Crosspost.com published an article about the Zoo’s task force, titled  The elephants in the room: Woodland Park’s see-no-evil campaign and with perhaps the even more interesting subtitle: “A long-awaited expert review of its elephant program suggests the zoo still isn’t ready to face inconvenient truths”. Here’s an excerpt:

Last spring, animal-welfare advocates feared a whitewash when Seattle’s Woodland Park Zoo launched an “independent” review of its controversial elephant program. Under the moniker Friends of Woodland Park Zoo Elephants, they’d campaigned and sued for years to force the city-owned, privately operated zoo to retire its three aging elephants to a more spacious sanctuary in a warmer climate.

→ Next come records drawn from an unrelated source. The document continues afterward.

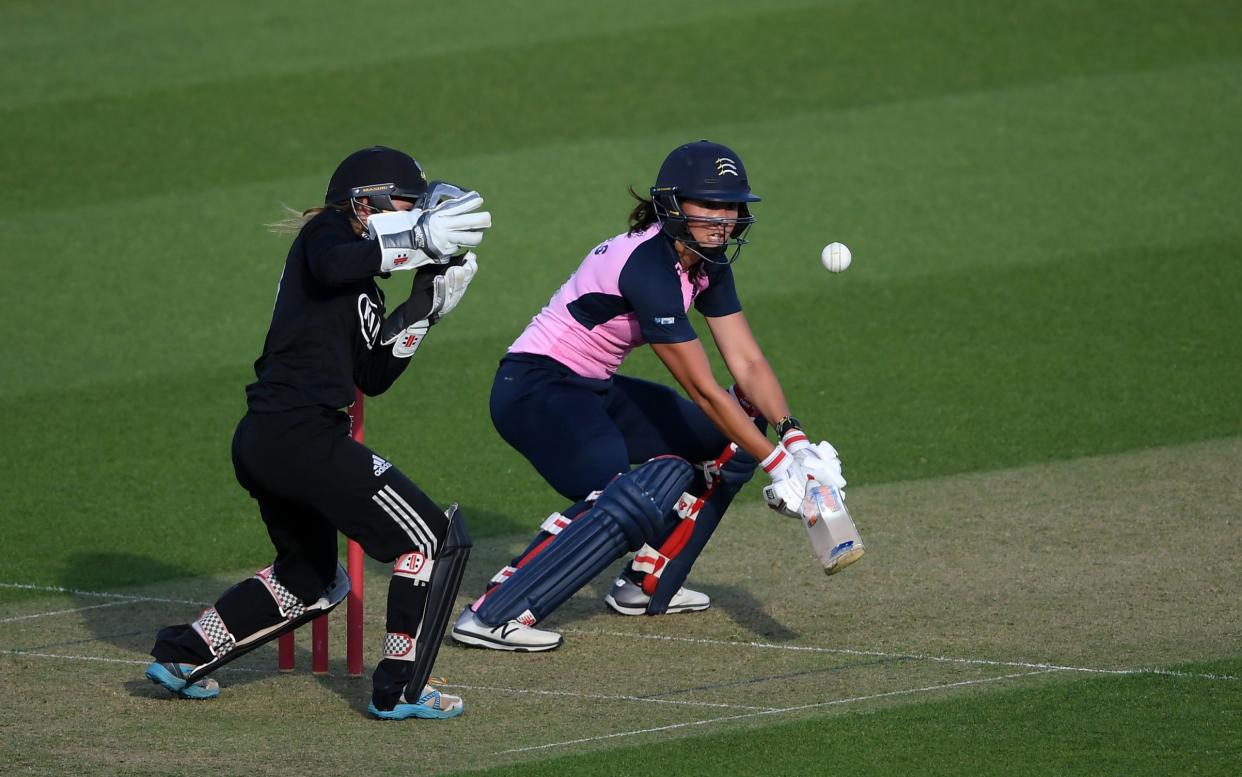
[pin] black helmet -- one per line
(708, 173)
(380, 174)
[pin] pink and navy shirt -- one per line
(629, 291)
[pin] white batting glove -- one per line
(452, 225)
(820, 461)
(788, 488)
(448, 288)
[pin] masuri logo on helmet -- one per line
(709, 173)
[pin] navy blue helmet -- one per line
(707, 173)
(380, 174)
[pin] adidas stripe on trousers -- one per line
(313, 480)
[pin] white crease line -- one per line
(61, 612)
(99, 593)
(778, 711)
(111, 660)
(768, 646)
(506, 690)
(609, 698)
(948, 659)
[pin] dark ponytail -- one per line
(643, 214)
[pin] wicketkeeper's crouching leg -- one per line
(421, 597)
(246, 616)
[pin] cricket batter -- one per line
(293, 451)
(558, 400)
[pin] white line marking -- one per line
(778, 711)
(61, 612)
(948, 659)
(764, 646)
(111, 660)
(99, 593)
(488, 688)
(609, 698)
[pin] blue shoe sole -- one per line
(403, 711)
(162, 677)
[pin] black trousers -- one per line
(313, 480)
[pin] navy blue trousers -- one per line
(580, 432)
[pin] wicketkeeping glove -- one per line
(447, 288)
(452, 225)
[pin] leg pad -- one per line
(631, 510)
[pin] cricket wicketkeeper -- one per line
(558, 400)
(293, 451)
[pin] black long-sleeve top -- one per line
(326, 324)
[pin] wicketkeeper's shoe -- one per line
(432, 704)
(509, 636)
(629, 598)
(173, 678)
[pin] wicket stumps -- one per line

Some zoos have sent their aging, often solitary elephants to sanctuaries. But Woodland Park has doggedly defended its elephant management and its efforts to breed new elephants, out of what seems a combination of conservation mission, face-saving pride and calculation. Displaying captive elephants, zoo defenders argue, builds knowledge and “empathy” that can inspire people to help save elephants in the wild. And elephants, especially cute babies like Woodland Park’s late Hansa, are premier visitor magnets.

The advocates’ efforts nevertheless helped prompt a Seattle Times investigative series on the elephant program’s troubled history and calls from the city council for an inquiry. But the city left it to the zoo to conduct the inquiry. The zoo’s board appointed a citizen task force. And that, in the critics’ view, is where the trouble began.